Stage 2 (differential diagnosis CDI from NDI): 16.30 - 20.30 hrs
7. Patient may now eat and drink freely
8. At 16.30 hrs, administer DDAVP: 20 mcg intra-nasally or 2 mcg i.m.
9. Continue to measure hourly urine volumes and take samples for osmolality from each hourly sample. There is no point measuring plasma samples (or taking any blood), as the patient are now eating and drinking freely, and we are only interested in the effects of the administered DDAVP on urine volume and osmolality.
10. Note down urine volumes in chart as shown below (U5-U8).
TIME URINE / VOLUME PLASMA
0830 Discard urine
0900 Þ Collect P1
0930 Collect U1 ml
1130 Discard urine
1200 Þ Collect P2
1230 Collect U2 ml
1430 Discard urine
1500 Þ Collect P3
1530 Collect U3 ml
1600 Þ Collect P4
1630 Collect U4 ml
Now give DDAVP i.m. or intranasally
1730 Collect U5 ml
1830 Collect U6 ml
1930 Collect U7 ml
2030 Collect U8 ml
With dehydration, plasma is concentrated but to <300 mosmol/kg. Urine also concentrates to >600 mosmol/kg
2) PP or partial DI
Start with a low plasma osmolality, which concentrates to normal during stage 1. Urine concentrates, though may be subnormal response (see below).
Patient excessively concentrates plasma to >300 mosmol/kg with inappropriately hypotonic urine (U3:P3 or U4:P4 = <1.9). After DDAVP: CDI patient, deficient in ADH, is still able to concentrate urine to >150% of previous highest level. In NDI, patient is unable to respond to ADH or DDAVP, and concentrates urine to <150% of previous highest value.
Diagnosis After dehydration After DDAVP
Normal >750 >750
PP or partial CDI/NDI 300-750 <750
CDI <300 >750
NDI <300 <300
Urine osmolality (mosmol/kg)
If there is a partial response, this test does not reliably differentiate between PP and partial CDI or NDI because the response to dehydration and DDAVP may be very similar:
- Polyuria of any origin (e.g.
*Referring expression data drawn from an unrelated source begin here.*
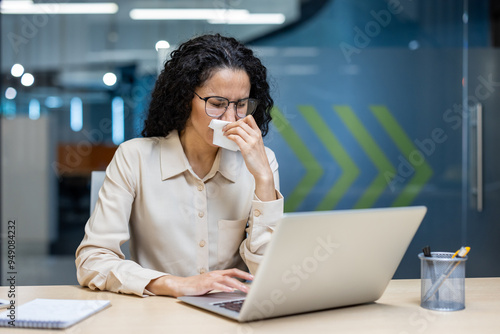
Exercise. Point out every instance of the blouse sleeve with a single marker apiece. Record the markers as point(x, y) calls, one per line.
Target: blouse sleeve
point(100, 263)
point(263, 219)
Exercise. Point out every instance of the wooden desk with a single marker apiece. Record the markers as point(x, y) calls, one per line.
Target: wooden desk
point(398, 311)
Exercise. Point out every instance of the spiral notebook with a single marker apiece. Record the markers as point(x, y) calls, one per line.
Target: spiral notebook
point(51, 313)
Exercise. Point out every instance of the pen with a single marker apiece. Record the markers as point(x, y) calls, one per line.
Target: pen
point(462, 252)
point(427, 253)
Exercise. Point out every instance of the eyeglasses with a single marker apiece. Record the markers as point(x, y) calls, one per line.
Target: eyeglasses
point(216, 106)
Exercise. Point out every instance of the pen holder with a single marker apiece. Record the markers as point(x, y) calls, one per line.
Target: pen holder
point(442, 281)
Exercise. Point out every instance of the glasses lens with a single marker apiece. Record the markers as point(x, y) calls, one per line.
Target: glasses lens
point(216, 106)
point(246, 107)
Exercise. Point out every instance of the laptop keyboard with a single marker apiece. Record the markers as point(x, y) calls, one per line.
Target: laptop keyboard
point(234, 305)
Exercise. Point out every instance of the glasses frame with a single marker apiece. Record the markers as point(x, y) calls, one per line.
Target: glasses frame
point(235, 103)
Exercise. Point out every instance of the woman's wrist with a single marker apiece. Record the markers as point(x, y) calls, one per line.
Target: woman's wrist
point(163, 285)
point(265, 189)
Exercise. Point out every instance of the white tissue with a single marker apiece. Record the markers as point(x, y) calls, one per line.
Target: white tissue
point(219, 138)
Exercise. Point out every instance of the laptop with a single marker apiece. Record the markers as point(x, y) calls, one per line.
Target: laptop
point(322, 260)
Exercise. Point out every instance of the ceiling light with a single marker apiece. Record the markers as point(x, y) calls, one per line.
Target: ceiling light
point(17, 70)
point(162, 45)
point(10, 93)
point(109, 79)
point(251, 19)
point(27, 79)
point(28, 7)
point(185, 14)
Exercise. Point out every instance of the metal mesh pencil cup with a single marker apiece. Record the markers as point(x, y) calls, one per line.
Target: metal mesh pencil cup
point(442, 282)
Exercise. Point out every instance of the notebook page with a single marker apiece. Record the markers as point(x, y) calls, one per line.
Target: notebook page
point(52, 313)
PP or CDI) washes out medullary concentration gradient, blunting maximal urinary concentration
- CDI may increase renal sensitivity to very low levels of AVP. If patient has only a partial deficiency of AVP, dehydration may therefore rapidly increase urine osmolality to maximum of which they are capable.
- Some patients with NDI can concentrate urine if plasma AVP increases to supra-physiological levels, e.g. with exogenous DDAVP.
IF THERE IS A PARTIAL RESPONSE, FURTHER INVESTIGATION IS INDICATED.
SENSITIVITY AND SPECIFICITY
When well performed, the WDT has a sensitivity and specificity of 95% for diagnosing and differentiating severe CDI and NDI. The incidence of false positive and false negative results for PP or partial CDI/NDI is 30-40% (investigate further).
Vokes et al., Endo. Metab. Clin. N. Amer. 17(2), 281 (1988).